Para pelaku melakukan aksi penganiayaan terhadap korban berinisial N menggunakan tangan kosong ataupun ditendang.
Peristiwa ini diawali saat korban berinsial N dan kelompoknya yang menggunakan empat sepeda motor berpapasan dengan kelompok pelaku di Jalan HOS Cokroaminoto, Tegalrejo, Kota Yogyakarta pada Jumat (24/3) pukul 04.30 WIB dan kemudian saling mengumpat.
Kelompok pelaku yang mengendarai dua sepeda motor kemudian putar balik dan mengejar rombongan korban.

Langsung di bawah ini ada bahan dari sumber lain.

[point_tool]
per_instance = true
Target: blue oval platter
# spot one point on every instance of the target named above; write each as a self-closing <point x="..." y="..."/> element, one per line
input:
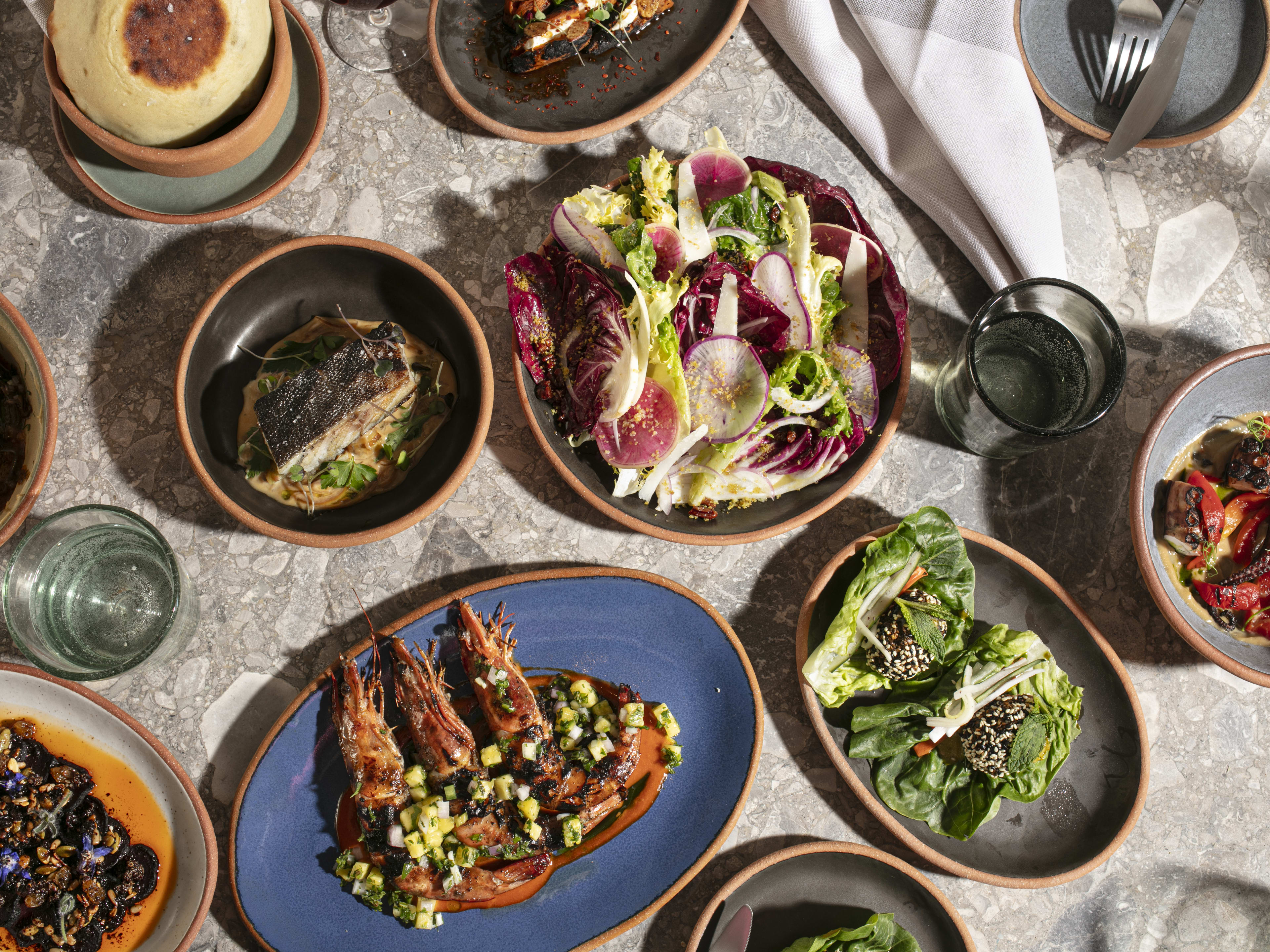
<point x="616" y="625"/>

Sesampainya di Jalan Tentara Rakyat Mataram, Bumijo, Jetis, salah seorang dari rombongan pelaku melempar batu hingga membuat kendaraan yang ditumpangi N menabrak pot dan jatuh. Setelah jatuh, N kemudian dikeroyok.
Polisi menjerat para pelaku dengan Pasal 170 ayat 2 KUHP dengan ancaman maksimal 9 Tahun Penjara dan Pasal 80 ayat (2) Juncto Pasal 76 C Undang-undang No. 35 tahun 2014, tentang Perubahan Undang-undang No. 23 tahun 2002, tentang Perlindungan Anak, dengan ancaman maksimal 5 Tahun Penjara.